Moreover, respondents' actuarial expert testified that the prior rate levels had no bearing on the 1995-1996 rate determination because rate-making is a prospective process and to make such a determination otherwise would conflict with basic tenets of insurance rate-making. Although petitioners' expert came to a contrary result, “[a] disagreement among actuaries * * * is not evidence that the Superintendent's acceptance of one set of conclusions was arbitrary” (Matter of Medical Malpractice Ins. Assn. v. Superintendent of Ins. of State of N.Y., 72 N.Y.2d 753, 763, 537 N.Y.S.2d 1, 533 N.E.2d 1030, supra). Although we acknowledge that the Superintendent is required to examine past loss experience (see, Insurance Law § 2304[a] ), we also recognize the Superintendent has discretion to assign appropriate emphasis to each of the rate-setting factors. Therefore, it is not irrational or unreasonable for the Superintendent to accord less weight to past loss experience, which is but one of various factors considered in developing a prospective excess rate, especially in consideration of the relatively limited duration and experience with excess medical malpractice insurance and the inherent risk associated with such claims. Significantly, excess malpractice premiums have been on a consistent decline to the extent that the 1995-1996 rate level was 50% of the 1988-1989 policy year rate.

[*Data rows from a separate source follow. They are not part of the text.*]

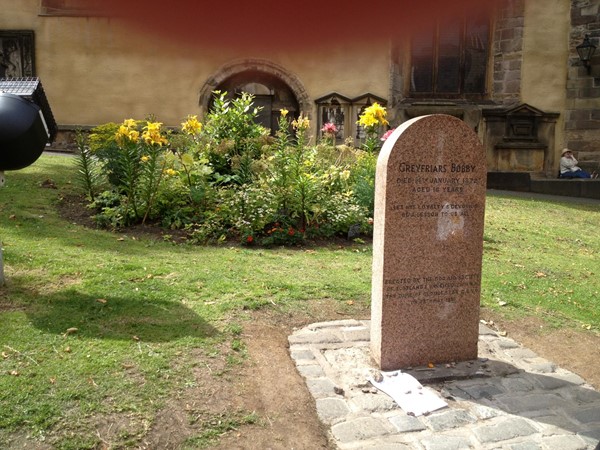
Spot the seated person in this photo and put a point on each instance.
(569, 167)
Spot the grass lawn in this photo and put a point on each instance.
(95, 324)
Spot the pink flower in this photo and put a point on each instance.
(329, 128)
(387, 134)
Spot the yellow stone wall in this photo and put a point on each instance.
(545, 61)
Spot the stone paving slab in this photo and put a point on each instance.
(507, 399)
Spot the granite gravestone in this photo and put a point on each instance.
(427, 244)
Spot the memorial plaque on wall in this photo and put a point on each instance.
(16, 54)
(427, 244)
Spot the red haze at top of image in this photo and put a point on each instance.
(280, 24)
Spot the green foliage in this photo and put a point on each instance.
(363, 181)
(134, 158)
(232, 137)
(89, 174)
(227, 179)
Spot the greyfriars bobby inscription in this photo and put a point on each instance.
(427, 244)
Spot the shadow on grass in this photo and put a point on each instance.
(116, 318)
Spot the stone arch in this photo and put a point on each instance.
(261, 68)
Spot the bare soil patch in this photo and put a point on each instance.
(570, 348)
(268, 385)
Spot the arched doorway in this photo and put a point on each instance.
(273, 88)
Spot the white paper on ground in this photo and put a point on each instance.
(408, 393)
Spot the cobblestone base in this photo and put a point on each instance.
(510, 398)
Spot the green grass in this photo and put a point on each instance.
(96, 326)
(543, 258)
(139, 306)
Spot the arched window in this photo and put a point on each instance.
(270, 93)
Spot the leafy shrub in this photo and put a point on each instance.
(227, 179)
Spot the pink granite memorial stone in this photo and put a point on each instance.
(427, 244)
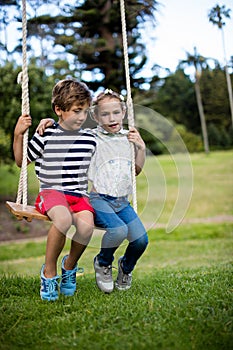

We conclude that Supreme Court's determination was erroneous since it cannot be said as a matter of law that the Superintendent's rate determination for 1995-1996 was arbitrary or capricious. Therefore, petitioners have not satisfied their burden of demonstrating that the Superintendent's excess medical malpractice premium for 1995-1996 was unreasonable or irrational. Based on the foregoing, Supreme Court improperly annulled the Superintendent's 1995-1996 rate determination.
ORDERED that the judgment is reversed, on the law, without costs, determination confirmed and petition dismissed.
1. Primary malpractice coverage is generally $1 million per claim and $3 million for all claims per policy year.
CARDONA, P.J., MERCURE, SPAIN and CARPINELLO, JJ., concur.